W zagadnieniu ilości spożywanego alkoholu nie chodzi bynajmniej o litraż, a o to czy ilość alkoholu spożywanego w czasie jednego posiedzenia ma dla mnie znaczenie. Wiele ludzi idąc na imprezę, w ogóle nie dba o to, czy będzie tam alkohol i nie przejmuje się tym, czy skończy się on na przykład po czterech drinkach i nikt nie zamierza zorganizować więcej. Inni jednak zrobią wiele by alkoholu im nie zabrakło, na przykład wychodzą z imprezy do sklepu. Nie wydaje się by było w tym coś złego. Inaczej jest jednak, gdy alkohol staje się celem samym w sobie a impreza jedynie dodatkiem. W jaskrawych przypadkach przejawia się to na przykład piciem przed imprezą, bo tam może być za mało lub wychodzeniem z pubu na „szybkie dwieście”, bo kilka piw nie wystarczy, a przy wszystkich nie wypada.
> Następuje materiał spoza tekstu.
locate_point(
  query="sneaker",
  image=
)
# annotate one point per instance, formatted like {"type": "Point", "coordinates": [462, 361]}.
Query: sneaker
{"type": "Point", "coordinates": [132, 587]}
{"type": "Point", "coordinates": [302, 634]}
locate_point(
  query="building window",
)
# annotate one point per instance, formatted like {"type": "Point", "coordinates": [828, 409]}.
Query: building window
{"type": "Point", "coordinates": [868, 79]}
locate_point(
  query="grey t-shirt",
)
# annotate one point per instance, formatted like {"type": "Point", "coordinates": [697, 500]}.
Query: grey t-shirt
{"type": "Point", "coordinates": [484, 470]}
Jak wiele zrobię by zdobyć alkohol?

Może okazać się, że alkohol stanowi dla pijącego na tyle istotny element w jego życiu, że wypracował w sobie strategiczne umiejętności zapewnienia sobie picia. Czeka nas impreza u znajomych, gdzie wiemy, iż zostaniemy poczęstowani jednym drinkiem i na tym się skończy. Przezornie więc „strzelamy głębszego” przed imprezą. Już w jej trakcie eksponujemy pustą szklankę i kierujemy rozmowę w ten sposób by zachęcić gospodarza do drugiej kolejki. Wreszcie korzystając z przybycia następnych gości, przejmujemy „obowiązki” i ugaszczając nowo przybyłych alkoholem, sami nalewamy sobie również. Póki co, jest to spryt. Pewna strategia. W dalszym rozwoju zaczyna się chowanie butelek a potem na przykład umieszczanie alkoholu w zbiorniku na płyn do spryskiwaczy w aucie. Szybka wizyta w garażu po śrubokręt kończy się upiciem nie wiadomo skąd. W zależności od tego jak bardzo potrzebny jest alkohol, w postępującym uzależnianiu się, fantazja w umożliwianiu sobie picia nie zna granic.
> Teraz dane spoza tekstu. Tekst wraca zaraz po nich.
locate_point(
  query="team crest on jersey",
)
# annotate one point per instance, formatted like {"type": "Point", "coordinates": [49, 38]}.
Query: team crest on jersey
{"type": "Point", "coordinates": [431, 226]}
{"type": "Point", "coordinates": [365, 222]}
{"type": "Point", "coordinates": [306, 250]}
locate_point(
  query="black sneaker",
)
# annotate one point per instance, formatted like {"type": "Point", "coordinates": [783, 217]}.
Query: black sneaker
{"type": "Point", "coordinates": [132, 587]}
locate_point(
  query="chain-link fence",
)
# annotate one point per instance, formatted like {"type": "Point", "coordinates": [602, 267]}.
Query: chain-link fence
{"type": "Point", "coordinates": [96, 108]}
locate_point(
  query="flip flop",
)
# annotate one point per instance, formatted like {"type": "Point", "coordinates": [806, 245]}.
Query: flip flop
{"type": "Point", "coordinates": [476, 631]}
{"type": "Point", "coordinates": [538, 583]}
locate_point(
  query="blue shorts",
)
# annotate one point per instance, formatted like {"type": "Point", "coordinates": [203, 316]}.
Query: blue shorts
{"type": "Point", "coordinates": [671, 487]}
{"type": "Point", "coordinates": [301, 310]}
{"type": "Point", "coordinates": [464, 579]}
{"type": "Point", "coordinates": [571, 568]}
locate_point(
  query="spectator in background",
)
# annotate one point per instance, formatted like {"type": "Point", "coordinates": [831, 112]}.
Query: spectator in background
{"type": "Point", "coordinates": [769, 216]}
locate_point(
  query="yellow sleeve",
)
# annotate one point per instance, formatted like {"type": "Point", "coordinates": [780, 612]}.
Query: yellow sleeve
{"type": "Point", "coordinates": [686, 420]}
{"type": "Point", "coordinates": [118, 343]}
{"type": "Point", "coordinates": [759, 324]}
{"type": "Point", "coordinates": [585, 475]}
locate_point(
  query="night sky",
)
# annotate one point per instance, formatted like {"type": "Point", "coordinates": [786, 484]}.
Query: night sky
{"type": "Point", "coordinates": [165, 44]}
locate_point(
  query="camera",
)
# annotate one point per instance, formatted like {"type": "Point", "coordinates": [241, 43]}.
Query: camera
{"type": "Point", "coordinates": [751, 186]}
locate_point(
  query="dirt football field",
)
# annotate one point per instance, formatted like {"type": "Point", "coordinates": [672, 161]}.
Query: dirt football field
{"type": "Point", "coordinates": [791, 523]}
Wspólnym mianownikiem opisanych zagadnień jest postępujący charakter zachowań związanych z piciem alkoholu. Granice pomiędzy normalnym modelem jego spożywania a stanem odbiegającym od normy, są płynne i trudne do wychwycenia.

Chcesz o tym porozmawiać?
Coś sprawdzić? Coś zmienić? Zadzwoń teraz 501 646 076


Uzależnienie alkoholowe, które nie budzi wątpliwości

Ja dawno przekroczyłem granicę kontrolowanego picia, a Ty?
Czyli jeżeli jest gorzej lub znacznie gorzej...
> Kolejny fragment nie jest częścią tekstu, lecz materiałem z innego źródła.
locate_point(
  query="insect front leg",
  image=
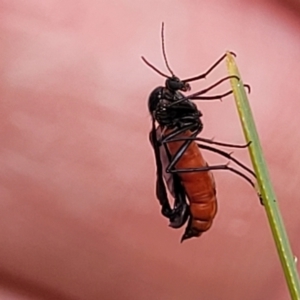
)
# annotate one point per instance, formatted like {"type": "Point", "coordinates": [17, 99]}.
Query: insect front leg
{"type": "Point", "coordinates": [179, 214]}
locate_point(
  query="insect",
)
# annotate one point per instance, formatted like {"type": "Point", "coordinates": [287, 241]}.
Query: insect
{"type": "Point", "coordinates": [180, 166]}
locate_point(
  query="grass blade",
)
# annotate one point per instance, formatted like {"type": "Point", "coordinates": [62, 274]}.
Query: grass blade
{"type": "Point", "coordinates": [264, 184]}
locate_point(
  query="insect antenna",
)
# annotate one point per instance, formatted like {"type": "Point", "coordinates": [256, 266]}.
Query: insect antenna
{"type": "Point", "coordinates": [153, 68]}
{"type": "Point", "coordinates": [164, 49]}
Moje picie wyglądało zupełnie inaczej, niż przedstawione wyżej. Piłem od rana i wpadałem w ciągi alkoholowe, klinując po upojnym wieczorze. Piłem w pracy, piłem z butelki. Przeżywałem głody alkoholowe co kilka godzin i całkowicie utraciłem kontrolę nad piciem. Nie wiedziałem kiedy zacznę, ile wypiję i po ilu dniach skończę. Moje przerwy nie przekraczały w najlepszych momentach dwóch tygodni. Tolerancja na alkohol wzrosła niewyobrażalnie. Z czasem praktycznie przestałem mieć kace, bo nie dopuszczałem do tego pijąc kolejne porcje, niezależnie od pory dnia, czy nocy. Badania wątroby przerażały.